Source ESA: The clock is ticking for the first Soyuz flight from Europe’s Spaceport in French Guiana. The rocket, which will carry the first two satellites of Europe’s Galileo navigation system into orbit, is being prepared for launch on 20 October. Final assembly began on 12 September of the three-stage Soyuz ST-B, consisting of four first-stage boosters clustered around the core second stage, topped off by the third stage.
The Launcher Flight Readiness Review in July gave the green light to begin assembling the rocket. The campaign began on 16 August in the assembly and testing building – known by its original ‘MIK’ Russian acronym – with electrical and mechanical tests of the upgraded, reignitable Fregat-MT upper stage. It will carry an additional 900 kg of propellants for its double-satellite load.
Assembly of the three-stage Soyuz Fregat was then moved to the Payload Preparation Building S3B to fill its four spherical propellant tanks. Soyuz will be rolled out horizontally to the launch pad on 14 October and raised into its vertical launch position. A new 45 m-tall mobile gantry was built specifically for Soyuz operations in French Guiana. It protects the satellites and the launcher from the humid tropical environment and provides access to the Soyuz at various levels for checkout activities. The upper composite, comprising the Fregat upper stage, payload and fairing, is then hoisted on top of Soyuz. October’s launch will be doubly historic: the first Soyuz from a spaceport outside of Baikonur in Kazakhstan or Plesetsk in Russia and the start of building Europe’s Galileo satnav constellation.
The two Galileo satellites have arrived from the Rome facility of Thales Alenia Space Italy – the first on 7 September, the second on 14 September – and are undergoing initial preparations. The next step will be to attach the satellites to Fregat, followed by the fairing. Next year, the second pair of satellites will join them in orbit, proving the design of the Galileo system in advance of the other 26 satellites. These first four satellites, built by a consortium led by EADS Astrium Germany, will form the operational nucleus of the full Galileo satnav constellation. They combine the best atomic clock ever flown for navigation – accurate to one second in three million years – with a powerful transmitter to broadcast precise navigation data worldwide.

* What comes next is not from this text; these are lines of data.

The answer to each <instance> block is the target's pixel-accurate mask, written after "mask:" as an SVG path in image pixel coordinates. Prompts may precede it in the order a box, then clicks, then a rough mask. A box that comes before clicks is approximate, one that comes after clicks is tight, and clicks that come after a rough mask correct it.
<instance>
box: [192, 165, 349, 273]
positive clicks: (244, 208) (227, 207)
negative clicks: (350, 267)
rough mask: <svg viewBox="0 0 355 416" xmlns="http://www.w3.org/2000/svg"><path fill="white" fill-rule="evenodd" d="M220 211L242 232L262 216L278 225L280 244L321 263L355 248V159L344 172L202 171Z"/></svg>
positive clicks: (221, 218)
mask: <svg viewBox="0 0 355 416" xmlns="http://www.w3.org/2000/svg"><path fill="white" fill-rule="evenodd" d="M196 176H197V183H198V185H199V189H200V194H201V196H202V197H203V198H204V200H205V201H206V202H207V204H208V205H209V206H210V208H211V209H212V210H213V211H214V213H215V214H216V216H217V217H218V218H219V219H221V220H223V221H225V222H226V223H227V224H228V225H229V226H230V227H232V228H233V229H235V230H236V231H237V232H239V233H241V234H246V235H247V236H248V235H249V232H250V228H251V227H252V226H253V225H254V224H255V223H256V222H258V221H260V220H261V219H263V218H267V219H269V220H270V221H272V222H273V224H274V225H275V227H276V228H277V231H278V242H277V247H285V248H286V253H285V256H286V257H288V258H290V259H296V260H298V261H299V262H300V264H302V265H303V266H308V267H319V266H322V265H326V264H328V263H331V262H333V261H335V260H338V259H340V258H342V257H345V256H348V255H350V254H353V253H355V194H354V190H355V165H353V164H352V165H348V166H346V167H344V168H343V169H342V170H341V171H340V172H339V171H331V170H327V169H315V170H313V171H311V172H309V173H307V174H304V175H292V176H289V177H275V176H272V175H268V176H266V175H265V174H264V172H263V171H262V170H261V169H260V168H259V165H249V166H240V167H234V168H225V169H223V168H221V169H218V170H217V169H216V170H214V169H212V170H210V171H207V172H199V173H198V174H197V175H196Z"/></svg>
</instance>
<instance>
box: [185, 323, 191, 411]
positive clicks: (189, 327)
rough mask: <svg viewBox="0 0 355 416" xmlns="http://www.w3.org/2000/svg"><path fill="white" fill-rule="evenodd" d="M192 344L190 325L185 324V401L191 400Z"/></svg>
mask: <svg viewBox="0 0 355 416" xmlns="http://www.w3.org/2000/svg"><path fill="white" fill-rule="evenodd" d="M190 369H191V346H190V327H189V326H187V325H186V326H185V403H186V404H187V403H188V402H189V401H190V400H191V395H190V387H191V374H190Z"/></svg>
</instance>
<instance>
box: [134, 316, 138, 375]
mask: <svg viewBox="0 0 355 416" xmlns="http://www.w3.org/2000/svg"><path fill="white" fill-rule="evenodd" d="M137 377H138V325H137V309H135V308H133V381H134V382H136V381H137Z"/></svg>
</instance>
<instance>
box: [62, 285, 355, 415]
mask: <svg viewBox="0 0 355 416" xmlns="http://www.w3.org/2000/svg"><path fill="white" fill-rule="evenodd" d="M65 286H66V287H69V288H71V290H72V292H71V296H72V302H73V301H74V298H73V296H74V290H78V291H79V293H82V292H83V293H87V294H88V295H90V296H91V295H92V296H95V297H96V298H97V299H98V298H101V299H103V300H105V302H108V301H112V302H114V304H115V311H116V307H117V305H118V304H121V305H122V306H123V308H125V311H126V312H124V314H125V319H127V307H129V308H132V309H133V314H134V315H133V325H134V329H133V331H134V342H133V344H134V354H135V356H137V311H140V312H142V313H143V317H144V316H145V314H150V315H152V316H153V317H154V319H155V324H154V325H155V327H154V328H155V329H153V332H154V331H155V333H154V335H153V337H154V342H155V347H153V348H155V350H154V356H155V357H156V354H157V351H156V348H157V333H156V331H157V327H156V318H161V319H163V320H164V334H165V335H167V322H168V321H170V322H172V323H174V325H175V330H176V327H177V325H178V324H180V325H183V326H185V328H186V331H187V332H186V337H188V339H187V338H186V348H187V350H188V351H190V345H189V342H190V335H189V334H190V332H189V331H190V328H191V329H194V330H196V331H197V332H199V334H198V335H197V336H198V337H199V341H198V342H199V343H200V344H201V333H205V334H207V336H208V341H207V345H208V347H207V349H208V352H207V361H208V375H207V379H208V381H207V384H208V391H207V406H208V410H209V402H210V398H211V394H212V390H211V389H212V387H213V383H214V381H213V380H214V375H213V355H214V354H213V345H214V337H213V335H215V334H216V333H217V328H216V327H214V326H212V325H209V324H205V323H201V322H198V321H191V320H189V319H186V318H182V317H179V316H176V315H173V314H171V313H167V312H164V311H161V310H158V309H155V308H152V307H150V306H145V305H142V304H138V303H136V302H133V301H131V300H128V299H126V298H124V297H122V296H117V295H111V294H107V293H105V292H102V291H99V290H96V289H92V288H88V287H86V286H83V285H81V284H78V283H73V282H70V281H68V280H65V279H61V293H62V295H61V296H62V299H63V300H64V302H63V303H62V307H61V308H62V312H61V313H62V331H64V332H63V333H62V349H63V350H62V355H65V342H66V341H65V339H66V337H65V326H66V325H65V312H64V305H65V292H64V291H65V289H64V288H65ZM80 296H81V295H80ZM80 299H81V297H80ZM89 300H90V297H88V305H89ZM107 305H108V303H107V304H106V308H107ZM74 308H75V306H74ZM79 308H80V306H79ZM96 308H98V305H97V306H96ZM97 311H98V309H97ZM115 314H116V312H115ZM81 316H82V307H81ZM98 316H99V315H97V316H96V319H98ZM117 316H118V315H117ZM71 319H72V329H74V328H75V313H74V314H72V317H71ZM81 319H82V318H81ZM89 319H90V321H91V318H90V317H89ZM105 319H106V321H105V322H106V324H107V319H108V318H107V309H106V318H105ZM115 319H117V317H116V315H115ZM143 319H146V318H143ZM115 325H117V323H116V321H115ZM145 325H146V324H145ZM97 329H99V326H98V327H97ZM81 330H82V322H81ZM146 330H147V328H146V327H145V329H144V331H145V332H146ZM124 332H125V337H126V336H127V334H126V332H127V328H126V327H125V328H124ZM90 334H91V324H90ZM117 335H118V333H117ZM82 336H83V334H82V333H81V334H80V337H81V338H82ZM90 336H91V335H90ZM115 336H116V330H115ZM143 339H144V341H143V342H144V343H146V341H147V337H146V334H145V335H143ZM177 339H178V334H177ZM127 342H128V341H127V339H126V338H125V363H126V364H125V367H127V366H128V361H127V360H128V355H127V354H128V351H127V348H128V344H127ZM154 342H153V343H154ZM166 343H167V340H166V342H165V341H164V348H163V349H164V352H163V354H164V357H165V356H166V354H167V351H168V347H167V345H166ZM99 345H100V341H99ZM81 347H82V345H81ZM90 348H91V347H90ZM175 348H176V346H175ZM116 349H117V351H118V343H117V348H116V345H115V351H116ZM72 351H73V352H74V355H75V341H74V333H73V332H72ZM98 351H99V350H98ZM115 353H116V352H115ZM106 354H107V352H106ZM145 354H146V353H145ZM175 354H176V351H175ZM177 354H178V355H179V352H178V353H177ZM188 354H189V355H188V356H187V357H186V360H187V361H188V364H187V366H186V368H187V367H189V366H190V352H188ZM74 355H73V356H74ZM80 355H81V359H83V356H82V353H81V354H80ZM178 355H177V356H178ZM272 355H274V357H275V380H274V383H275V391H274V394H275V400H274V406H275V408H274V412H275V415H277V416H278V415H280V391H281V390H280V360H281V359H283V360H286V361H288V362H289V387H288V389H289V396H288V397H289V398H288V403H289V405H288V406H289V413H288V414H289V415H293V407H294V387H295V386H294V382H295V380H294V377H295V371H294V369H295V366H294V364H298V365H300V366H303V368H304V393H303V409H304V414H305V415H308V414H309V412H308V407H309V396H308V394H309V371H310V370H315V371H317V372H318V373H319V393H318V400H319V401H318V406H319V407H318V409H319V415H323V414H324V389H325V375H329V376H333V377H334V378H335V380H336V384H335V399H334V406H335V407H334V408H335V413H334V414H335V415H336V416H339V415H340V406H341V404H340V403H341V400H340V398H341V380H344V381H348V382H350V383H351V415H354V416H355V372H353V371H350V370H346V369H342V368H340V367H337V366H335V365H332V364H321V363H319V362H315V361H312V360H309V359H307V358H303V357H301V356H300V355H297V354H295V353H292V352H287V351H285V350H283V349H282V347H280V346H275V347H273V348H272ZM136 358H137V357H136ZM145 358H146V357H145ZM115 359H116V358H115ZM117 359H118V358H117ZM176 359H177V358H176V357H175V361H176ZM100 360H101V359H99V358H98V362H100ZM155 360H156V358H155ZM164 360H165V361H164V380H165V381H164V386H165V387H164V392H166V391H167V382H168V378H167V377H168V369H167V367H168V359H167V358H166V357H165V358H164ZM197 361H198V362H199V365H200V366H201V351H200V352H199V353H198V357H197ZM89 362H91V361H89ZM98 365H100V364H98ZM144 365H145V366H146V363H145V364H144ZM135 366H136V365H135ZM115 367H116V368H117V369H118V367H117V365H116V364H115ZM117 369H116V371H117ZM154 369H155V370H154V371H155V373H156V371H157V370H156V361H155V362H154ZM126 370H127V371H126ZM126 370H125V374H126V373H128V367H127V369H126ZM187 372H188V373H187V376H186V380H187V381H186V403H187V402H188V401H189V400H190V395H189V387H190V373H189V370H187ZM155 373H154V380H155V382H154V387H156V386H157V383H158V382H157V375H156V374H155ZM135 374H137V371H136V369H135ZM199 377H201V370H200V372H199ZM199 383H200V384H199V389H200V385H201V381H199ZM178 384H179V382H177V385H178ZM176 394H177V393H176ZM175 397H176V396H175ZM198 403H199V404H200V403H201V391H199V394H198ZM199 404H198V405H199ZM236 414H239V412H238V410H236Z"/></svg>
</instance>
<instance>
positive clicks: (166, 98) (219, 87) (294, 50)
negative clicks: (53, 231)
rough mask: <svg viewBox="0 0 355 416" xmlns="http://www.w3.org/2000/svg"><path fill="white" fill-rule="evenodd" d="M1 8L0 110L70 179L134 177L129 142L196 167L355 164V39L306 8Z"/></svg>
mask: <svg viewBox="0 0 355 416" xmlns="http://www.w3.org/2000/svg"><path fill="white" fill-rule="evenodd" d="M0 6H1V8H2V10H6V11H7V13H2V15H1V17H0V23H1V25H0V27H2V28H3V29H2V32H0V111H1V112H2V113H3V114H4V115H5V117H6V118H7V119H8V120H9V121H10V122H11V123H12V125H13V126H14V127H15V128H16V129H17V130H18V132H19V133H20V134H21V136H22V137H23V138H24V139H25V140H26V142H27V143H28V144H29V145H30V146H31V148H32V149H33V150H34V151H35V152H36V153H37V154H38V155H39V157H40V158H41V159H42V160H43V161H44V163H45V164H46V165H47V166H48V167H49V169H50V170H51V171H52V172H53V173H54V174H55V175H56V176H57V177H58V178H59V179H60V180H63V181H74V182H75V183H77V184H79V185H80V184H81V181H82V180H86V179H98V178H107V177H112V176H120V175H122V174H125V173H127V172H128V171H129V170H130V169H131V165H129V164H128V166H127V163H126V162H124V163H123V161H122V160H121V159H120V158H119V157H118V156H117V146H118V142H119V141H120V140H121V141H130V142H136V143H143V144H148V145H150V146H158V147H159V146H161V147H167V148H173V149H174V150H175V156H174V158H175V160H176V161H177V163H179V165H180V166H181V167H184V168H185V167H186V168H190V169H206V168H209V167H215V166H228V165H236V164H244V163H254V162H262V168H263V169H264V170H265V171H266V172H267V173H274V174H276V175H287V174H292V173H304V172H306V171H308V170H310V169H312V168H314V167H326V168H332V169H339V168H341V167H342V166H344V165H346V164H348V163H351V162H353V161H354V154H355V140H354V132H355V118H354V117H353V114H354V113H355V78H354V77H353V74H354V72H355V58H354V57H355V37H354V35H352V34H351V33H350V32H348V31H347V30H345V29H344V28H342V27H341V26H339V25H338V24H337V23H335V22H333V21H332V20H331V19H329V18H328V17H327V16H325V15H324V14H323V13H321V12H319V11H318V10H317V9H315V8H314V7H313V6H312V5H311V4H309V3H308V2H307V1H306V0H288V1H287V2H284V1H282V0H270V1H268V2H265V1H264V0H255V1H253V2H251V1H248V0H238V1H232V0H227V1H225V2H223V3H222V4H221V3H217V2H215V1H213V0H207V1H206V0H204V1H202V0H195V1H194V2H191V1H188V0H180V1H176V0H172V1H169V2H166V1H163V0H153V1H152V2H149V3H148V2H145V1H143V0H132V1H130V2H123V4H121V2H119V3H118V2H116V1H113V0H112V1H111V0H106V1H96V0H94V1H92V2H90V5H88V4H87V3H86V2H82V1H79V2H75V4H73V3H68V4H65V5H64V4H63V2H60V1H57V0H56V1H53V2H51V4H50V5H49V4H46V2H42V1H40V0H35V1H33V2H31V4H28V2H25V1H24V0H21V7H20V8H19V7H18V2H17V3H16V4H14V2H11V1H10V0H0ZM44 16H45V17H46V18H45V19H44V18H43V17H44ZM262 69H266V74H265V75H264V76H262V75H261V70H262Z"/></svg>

Construction of the Soyuz launch site began in February 2007, although initial excavation and ground infrastructure work began in 2005 and 2006, respectively. It is almost identical to the other Soyuz sites in Kazakhstan and Russia, although adapted to conform to European safety regulations. The most visible difference is the mobile gantry. ESA handed over the site to Arianespace, responsible for the Soyuz launch operations, in March. A simulated launch campaign was completed in May.